I've got a data frame df
(+/- 331000 observations with 4 variables) with Date
(range in format = "%Y-%m-%d"), ID
(factor with 19 levels), Station
(factor with 18 levels), and Presence
(1/0
).
The data frame is setup in such a way that there's a range of dates (over an almost three year period) for each ID
at each Station
, and whether a person was present (1/0
) on a particular day at a particular Station.
If one would subset/filter the df according to a day and ID, you'd get the following dataset (I'll refer to this from now on as 'group'):
filter(df, Date == "2016-01-03" & ID == "Fred")
Date ID Station Presence
<date> <fct> <fct> <dbl>
2016-01-03 Fred Station1 0
2016-01-03 Fred Station2 0
2016-01-03 Fred Station3 0
2016-01-03 Fred Station4 1
2016-01-03 Fred Station5 0
2016-01-03 Fred Station6 0
2016-01-03 Fred Station7 0
2016-01-03 Fred Station8 0
2016-01-03 Fred Station9 0
2016-01-03 Fred Station10 0
2016-01-03 Fred Station11 0
2016-01-03 Fred Station12 0
2016-01-03 Fred Station13 0
2016-01-03 Fred Station14 0
2016-01-03 Fred Station15 0
2016-01-03 Fred Station16 0
2016-01-03 Fred Station17 0
2016-01-03 Fred Station18 0
I would like to remove rows from the group if the following conditions are met:
For each group, if df$Presence == 1
, remove rows with df$Presence == 0
(it is possible to have rows with multiple df$Presence == 1
within one group, e.g. Fred was at Station4, Station9 and Station 15 on 2016-01-06).

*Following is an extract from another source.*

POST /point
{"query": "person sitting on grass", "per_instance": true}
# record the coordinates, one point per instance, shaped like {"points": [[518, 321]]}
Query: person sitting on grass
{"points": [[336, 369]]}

But if there are no rows with df$Presence == 1
within the group, don't remove any of the rows (so I can't simply remove all the df$Presence == 0
rows).
The above group would thus become:
Date ID Station Presence
<date> <fct> <fct> <dbl>
2016-01-03 Fred Station4 1
However, the following group would stay as it is (as there are no Presence == 1
within the group):
filter(df, Date== "2016-01-03" & ID == "Mark")
Date ID Station Presence
<date> <fct> <fct> <dbl>
2016-01-03 Mark Station1 0
2016-01-03 Mark Station2 0
2016-01-03 Mark Station3 0
2016-01-03 Mark Station4 0
2016-01-03 Mark Station5 0
2016-01-03 Mark Station6 0
2016-01-03 Mark Station7 0
2016-01-03 Mark Station8 0
2016-01-03 Mark Station9 0
2016-01-03 Mark Station10 0
2016-01-03 Mark Station11 0
2016-01-03 Mark Station12 0
2016-01-03 Mark Station13 0
2016-01-03 Mark Station14 0
2016-01-03 Mark Station15 0
2016-01-03 Mark Station16 0
2016-01-03 Mark Station17 0
2016-01-03 Mark Station18 0
I've thought of starting with
df %>% group_by(Date, ID) %>%
However, I don't know how to proceed from there. I don't know how to deal with the contrasting conditions.